Farm Calls: Sweet Corn Varieties & Postharvest Capability

Recently, a sweet corn grower considering new marketing opportunities asked:

“I don’t farm enough sweet corn acreage to support a hydro cooler or package icing equipment for rapid field heat removal at harvest. 
With less than ideal postharvest handling cooling equipment, which varieties should I consider growing if I want to maximize both marketable shelf life and eating quality in order to win repeat sales from direct market and wholesale customers?”


Sweet-Corn-cv-Frosty-Crookham-ID-2011

Frosty White (se) Corn.
Photo: Crookham Co. 2011

County Ag Agent Ray Samulis, with 30+ years of expertise in sweet corn, remarks that top eating quality sweet corn has gotten easier to grow but variety selection has become much more complicated.

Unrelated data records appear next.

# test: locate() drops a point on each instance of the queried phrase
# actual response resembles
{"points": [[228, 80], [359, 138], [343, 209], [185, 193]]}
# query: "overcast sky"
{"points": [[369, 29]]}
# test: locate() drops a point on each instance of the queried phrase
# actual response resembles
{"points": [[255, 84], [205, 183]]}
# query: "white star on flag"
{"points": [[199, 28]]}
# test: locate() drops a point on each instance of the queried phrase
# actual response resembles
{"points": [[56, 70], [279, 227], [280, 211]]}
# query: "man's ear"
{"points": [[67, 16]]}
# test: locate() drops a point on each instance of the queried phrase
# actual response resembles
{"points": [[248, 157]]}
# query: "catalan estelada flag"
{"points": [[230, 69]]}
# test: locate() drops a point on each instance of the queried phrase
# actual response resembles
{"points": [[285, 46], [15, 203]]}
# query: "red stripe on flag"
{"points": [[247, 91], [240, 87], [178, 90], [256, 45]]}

Color is a factor. NJ regional customers prefer white varieties. Bicolor varieties also attract customer attention to increase novelty impulse purchases. Consider varieties Sensor, Temptation, Obsession or Providence. Fewer NJ customers prefer yellow corn, though there are many good varieties.

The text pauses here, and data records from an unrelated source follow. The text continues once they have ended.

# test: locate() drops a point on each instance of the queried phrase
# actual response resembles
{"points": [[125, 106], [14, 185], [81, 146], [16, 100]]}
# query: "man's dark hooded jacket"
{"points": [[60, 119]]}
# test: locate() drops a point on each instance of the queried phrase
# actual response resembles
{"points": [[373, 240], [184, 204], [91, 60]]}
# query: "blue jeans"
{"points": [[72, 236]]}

Variety Selection Keeping Postharvest Handling in Mind

  • Sugary enhanced (se) varieties are the most tender and offer their best qualities when produced for local same-day direct retail or wholesale market sales. Homozygous se varieties like Frosty or Whiteout can hold their quality for 2 to 4 days if quickly cooled to remove field heat and held refrigerated.
  • Supersweet (sh2) varieties are more forgiving of imperfect or extended postharvest time to consumption. They are sweet and hold well, but do not have the best reputation for tenderness. Recommended white sh2 varieties include Munition.
  • Synergistic (sy) and Augmented (Aug) genotype varieties combine sh2 plus se. They are also very sweet and handling tolerant and can serve sales outlets where corn might sit at retail for a while and not be replaced daily as at farm stands. Varieties include Avalon, Devotion, Mattipoisett, Providence, or Xtra-Tender 372A. They require isolation from older variety types, which may limit production on smaller farms. The Aug Triplesweet™ varieties like Providence bicolor are a bit less demanding of isolation. See page F174 of the 2014 Commercial Vegetable Recommendations for isolation requirements.

Harvest and Postharvest Handling Key Points

  • Focus on early morning harvesting (before or at sunrise) and same day delivery as key determinants of sweet corn quality.
  • Sweet corn shelf life and culinary quality are unforgiving of cold chain mishandling. Holding as close as possible to 32°F and 90-95% RH at all times after harvest maximizes marketable shelf life for customers and wins repeat sales. Sweet corn is insensitive to chilling injury.
  • Package icing, forced air room cooling, or hydro cooling are all acceptable cooling methods. Cool sweet corn before it is loaded for delivery. A used hotel/restaurant commercial ice machine or used walk-in cooler might offer sufficient cooling capacity on a small farm. The cooling capacity of refrigerated truck bodies is designed to maintain temperature during delivery (against road friction and heat load), not to cool produce. Unless the refer body is stationary during cooling, sweet corn will not reach its ideal 32°F, and shelf life quality will be brief. While consumers like shucked corn and openness of tray cello-packs, this packaging makes defects such as slight dry back or tip worm damage more noticeable.